El final de aquella historia hizo sonreír a Ellen.
—No fue muy amable de tu parte gastar semejante broma de mal gusto a un hombrecillo tan tímido —dijo ella en tono de reproche—. Pero tengo que reconocer que no podíais imaginar que fuera tan estúpido como para creérsela.
Puse tal cara de culpabilidad que enternecí a Ellen.
Cambiando de tema, empezamos a hablar de nuevo de la noche anterior. Ellen no tardó ni un minuto en decirme:
—No me gusta demasiado Butin. Se cree el centro del mundo.

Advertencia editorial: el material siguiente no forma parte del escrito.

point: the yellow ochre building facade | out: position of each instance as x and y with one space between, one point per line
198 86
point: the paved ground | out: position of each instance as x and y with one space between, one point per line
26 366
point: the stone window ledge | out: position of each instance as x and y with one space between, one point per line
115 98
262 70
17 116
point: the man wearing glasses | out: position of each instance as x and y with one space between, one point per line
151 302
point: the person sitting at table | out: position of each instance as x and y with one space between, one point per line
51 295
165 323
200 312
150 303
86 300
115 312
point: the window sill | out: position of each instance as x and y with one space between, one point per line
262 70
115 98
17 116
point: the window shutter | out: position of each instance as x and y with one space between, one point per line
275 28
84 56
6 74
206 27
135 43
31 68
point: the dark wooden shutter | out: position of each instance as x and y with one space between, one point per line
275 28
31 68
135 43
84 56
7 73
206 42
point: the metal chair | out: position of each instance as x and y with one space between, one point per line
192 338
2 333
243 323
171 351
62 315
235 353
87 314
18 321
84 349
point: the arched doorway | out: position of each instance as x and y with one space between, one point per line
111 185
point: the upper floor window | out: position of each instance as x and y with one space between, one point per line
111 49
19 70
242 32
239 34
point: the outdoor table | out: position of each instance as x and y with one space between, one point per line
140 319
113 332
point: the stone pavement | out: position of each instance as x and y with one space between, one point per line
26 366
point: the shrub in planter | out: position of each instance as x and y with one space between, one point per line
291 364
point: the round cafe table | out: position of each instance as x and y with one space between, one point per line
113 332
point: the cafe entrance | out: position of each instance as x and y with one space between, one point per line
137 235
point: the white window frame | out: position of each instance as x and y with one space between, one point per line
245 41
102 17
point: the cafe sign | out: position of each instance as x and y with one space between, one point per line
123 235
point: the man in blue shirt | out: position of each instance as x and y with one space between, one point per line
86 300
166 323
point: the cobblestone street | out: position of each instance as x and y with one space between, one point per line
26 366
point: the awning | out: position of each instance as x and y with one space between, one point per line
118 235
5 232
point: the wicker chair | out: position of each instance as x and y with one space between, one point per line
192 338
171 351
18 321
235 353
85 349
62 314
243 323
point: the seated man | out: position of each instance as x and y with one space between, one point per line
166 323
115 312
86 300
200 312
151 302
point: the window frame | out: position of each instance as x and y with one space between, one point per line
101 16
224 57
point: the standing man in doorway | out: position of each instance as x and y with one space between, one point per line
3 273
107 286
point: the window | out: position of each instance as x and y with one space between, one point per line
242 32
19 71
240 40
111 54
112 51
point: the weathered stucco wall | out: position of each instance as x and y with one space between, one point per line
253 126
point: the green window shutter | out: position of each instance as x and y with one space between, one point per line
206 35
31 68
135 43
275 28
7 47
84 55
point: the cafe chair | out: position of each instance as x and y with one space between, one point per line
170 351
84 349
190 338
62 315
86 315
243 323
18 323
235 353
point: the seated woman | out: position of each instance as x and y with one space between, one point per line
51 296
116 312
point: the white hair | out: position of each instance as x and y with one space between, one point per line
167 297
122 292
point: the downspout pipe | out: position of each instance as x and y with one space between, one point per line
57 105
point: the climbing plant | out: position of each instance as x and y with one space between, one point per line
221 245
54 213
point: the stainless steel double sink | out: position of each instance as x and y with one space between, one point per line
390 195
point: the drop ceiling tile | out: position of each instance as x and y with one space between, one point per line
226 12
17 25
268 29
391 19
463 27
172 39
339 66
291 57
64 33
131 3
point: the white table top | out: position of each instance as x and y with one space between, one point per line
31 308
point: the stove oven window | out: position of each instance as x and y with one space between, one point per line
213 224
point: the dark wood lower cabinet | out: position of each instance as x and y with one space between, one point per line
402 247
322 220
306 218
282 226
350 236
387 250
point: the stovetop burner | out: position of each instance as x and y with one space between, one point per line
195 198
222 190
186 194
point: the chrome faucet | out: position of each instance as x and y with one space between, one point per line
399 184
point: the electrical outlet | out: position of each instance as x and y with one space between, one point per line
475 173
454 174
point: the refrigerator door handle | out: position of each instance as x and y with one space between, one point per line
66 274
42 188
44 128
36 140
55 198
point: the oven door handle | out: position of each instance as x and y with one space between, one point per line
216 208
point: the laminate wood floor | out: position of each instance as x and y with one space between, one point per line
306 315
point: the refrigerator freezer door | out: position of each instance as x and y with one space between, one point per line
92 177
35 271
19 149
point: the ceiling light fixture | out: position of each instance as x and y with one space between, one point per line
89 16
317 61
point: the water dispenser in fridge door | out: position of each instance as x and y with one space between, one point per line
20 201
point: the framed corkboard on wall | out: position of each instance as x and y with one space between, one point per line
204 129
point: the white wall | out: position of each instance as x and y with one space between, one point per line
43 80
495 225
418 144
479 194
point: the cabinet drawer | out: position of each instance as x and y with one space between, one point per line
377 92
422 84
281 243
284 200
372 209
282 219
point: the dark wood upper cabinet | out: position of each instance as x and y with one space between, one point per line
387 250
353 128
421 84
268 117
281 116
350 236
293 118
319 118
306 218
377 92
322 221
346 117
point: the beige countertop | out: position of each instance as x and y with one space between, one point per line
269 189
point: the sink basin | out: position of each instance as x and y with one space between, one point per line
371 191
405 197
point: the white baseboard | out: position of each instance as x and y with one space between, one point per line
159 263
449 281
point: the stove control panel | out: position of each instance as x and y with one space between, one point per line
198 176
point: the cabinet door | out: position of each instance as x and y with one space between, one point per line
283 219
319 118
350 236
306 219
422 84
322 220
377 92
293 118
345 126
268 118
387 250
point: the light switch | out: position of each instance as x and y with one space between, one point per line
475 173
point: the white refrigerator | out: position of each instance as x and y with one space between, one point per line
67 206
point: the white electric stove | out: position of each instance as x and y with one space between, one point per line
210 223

—No creo que estés en condiciones de emitir un juicio sobre él —le repliqué—. Reconozco que no se parece a Maurice ni a mí, pero no por ello hay que meterle en el mismo saco que a los demás libreros que viste la noche pasada.
—Y ¿por qué no?
—¿Estás libre mañana por la noche, Ellen? —le dije, haciendo caso omiso a su pregunta.
—Sí —contestó.
—Bueno, entonces te espero en mi casa. Te enseñaré una carta de un amigo que ahora vive en España. Este hombre trabajaba antes con Butin, y su carta es un auténtico «documento humano»; te informará ampliamente sobre Butin y su estilo de vida. Cuando la hayas leído, espero que cambies de opinión. De hecho, no me sorprendería en absoluto que te resultara incluso hasta simpático.